Discussion, summary, and outlook

Roughly estimated, about 50 EOPC cases are registered in Austria each year. Worldwide, the incidence figures are similar (Figure 1). Compared to other malignant diseases, this patient group thus represents a minority group. Regardless of whether patients develop PC at a young age or at an advanced age, the 5-year survival rate is conceivably poor. Nevertheless, the question arises whether there are differences between EOPC and LOPC. In morphological and immunohistochemical terms, several studies and case reports did not reveal any differences between these two patient groups.19,27 From a molecular genetic point of view, however, there are certain peculiarities. Typical oncogenes such as KRAS and c-Myc and the tumor suppressor genes TP53, CDKN2a, and SMAD4 also play a driving role in EOPC.2931,3438 However, special attention should be paid to patients with mutations in the BRCA1/2 genes. These mutations occur primarily in cases with familial pancreatic carcinoma and, in addition, these patients show a particularly early disease onset.15,40,41 Consequently, members of a family with numerous PCs in history or even BRCA1/2 germline mutations need specific surveillance. In addition, potential molecular subtypes (Table 2) may not only explain a link with BRCA1/2 mutations in EOPC but also prove the existence of different biological backgrounds and supply new starting points for diagnostic approaches and therapies.4245 However, these subtypes need to be specified more in detail first.

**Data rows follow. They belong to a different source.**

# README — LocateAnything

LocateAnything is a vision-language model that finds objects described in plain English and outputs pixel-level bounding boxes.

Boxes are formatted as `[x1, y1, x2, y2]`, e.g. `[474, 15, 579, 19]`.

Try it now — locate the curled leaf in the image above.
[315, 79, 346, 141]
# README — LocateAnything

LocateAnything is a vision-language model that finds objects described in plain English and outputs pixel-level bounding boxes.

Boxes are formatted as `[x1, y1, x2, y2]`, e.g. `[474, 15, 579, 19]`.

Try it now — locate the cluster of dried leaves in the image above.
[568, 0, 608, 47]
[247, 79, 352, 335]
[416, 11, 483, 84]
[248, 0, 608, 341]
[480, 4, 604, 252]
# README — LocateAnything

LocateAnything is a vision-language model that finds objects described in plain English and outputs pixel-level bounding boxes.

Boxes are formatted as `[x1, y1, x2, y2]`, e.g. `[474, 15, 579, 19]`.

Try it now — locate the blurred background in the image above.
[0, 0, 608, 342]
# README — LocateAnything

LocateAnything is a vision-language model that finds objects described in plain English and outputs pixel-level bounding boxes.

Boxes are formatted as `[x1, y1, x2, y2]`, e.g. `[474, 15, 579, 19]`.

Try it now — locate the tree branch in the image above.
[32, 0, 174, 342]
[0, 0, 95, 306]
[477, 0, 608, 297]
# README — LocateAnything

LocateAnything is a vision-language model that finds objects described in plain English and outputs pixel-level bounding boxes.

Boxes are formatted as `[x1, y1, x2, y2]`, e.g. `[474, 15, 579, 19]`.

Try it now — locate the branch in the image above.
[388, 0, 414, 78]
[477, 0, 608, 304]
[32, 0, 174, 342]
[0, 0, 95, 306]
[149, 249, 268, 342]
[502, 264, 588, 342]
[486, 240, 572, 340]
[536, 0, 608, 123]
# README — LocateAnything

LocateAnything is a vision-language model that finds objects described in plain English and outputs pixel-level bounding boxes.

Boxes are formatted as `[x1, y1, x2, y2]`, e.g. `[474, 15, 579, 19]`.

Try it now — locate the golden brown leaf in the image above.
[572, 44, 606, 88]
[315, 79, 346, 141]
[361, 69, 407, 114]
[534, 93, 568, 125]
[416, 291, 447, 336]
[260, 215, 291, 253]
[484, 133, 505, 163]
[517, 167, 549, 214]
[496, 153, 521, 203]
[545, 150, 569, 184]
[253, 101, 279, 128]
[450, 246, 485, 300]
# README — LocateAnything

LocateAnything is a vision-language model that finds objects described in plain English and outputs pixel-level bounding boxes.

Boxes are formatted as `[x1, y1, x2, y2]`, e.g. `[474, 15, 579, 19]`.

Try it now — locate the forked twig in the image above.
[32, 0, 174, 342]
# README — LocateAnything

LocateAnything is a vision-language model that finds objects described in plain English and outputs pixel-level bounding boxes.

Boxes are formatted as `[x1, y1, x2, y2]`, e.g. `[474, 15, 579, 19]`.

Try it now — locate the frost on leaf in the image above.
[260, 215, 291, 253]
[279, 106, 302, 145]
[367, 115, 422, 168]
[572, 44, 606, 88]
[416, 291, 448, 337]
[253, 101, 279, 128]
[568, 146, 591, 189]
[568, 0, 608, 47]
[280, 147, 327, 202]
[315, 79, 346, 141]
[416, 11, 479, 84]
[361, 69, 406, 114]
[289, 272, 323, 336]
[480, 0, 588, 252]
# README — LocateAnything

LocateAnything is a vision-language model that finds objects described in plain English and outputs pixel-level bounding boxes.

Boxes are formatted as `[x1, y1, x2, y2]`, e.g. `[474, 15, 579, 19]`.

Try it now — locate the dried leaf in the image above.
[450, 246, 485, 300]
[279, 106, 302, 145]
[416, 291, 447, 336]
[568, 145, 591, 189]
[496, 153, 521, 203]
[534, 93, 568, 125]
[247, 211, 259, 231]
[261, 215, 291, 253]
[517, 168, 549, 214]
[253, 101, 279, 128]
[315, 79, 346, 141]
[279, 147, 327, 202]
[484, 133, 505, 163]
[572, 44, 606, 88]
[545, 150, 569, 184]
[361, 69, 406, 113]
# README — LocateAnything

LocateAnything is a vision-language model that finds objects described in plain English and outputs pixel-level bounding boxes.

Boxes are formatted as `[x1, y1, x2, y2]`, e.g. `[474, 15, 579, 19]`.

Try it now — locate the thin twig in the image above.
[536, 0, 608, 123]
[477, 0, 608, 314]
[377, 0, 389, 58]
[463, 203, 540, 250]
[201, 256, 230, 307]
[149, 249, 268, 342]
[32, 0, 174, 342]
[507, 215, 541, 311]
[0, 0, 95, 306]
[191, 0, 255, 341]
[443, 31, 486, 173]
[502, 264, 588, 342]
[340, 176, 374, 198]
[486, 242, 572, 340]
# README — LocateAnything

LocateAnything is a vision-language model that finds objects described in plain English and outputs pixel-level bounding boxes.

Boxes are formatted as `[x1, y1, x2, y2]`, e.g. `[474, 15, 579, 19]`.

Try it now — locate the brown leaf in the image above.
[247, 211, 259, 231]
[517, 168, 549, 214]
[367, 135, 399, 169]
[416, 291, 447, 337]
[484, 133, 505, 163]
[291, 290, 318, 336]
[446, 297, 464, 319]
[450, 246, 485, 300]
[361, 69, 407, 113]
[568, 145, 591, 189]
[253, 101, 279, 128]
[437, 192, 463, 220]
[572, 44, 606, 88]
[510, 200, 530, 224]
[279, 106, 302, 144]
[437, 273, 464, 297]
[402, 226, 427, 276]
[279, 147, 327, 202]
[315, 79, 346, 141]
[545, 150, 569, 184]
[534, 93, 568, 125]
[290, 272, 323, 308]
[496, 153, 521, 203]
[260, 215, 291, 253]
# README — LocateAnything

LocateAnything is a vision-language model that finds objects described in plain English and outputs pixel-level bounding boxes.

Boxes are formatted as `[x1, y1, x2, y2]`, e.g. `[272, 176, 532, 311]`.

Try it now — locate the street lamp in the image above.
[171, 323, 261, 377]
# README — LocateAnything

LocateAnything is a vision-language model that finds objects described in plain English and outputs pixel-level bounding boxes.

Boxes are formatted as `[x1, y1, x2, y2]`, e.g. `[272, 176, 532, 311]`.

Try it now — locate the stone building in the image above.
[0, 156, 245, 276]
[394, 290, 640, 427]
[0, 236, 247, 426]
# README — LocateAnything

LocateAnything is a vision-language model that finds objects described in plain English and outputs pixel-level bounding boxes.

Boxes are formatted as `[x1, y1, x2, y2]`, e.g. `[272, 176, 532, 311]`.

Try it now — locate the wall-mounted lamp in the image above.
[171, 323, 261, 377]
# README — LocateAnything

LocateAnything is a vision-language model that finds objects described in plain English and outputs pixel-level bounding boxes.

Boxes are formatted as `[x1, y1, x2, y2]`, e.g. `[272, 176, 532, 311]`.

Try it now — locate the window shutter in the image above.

At present, surgical resection is still the only potentially curative therapeutic approach,50 and similar to LOPC, early detection is crucial to ensure resectability in EOPC. In order to avoid futile pancreatectomy or R2 pancreatic resections, preoperative evaluation of resectability by experienced surgeons and radiologists is important to distinguish between upfront resectable, BR-PC, and LA-PC in order to utilize the optimal therapeutic options. Not surprisingly, EOPC patients experience significantly fewer postoperative complications after surgical intervention than LOPC patients due to lower comorbidities of affected patients. As previously mentioned, there is no study to date that explicitly examines the behavior of EOPC in relation to (neo)adjuvant or palliative chemotherapy or radiotherapy. Nevertheless, a number of studies conducted in the general PC population – although not distinguishing between different patient age groups – show advantages of neoadjuvant chemotherapy over upfront surgery.67,68,70 Even in a palliative setting, patients do clearly benefit from systemic chemotherapy.49 Notably, EOPC patients are more susceptible to multimodal therapy approaches due to better performance status. In conclusion, EOPC seems to be associated with familial accumulation and mutations in BRCA-1 and -2 genes. Therefore, patients with these risk factors should be closely monitored. Furthermore, several trials are currently ongoing involving PARP inhibitors, specifically targeting BRCA-mutated cancers.83 The development of molecular subtypes may give new insights for future diagnostic and therapeutic approaches, but consensual definitions are still pending. Since EOPC patients usually present with fewer comorbidities, they are more susceptible to a multi-modal therapy. Concerning future treatment targets, comprehensive molecular investigations will particularly focus on cancer stem cells as well as tumor microenvironment including the stroma and immune system, for example, by analyzing tumor-infiltrating lymphocytes and cancer-associated fibroblast (Figure 2).83 The ultimate goal of all these investigations is to overcome chemotherapy resistance and advance treatment successes in this highly aggressive malignant disease.

Disclosure

The authors report no conflicts of interest in this work.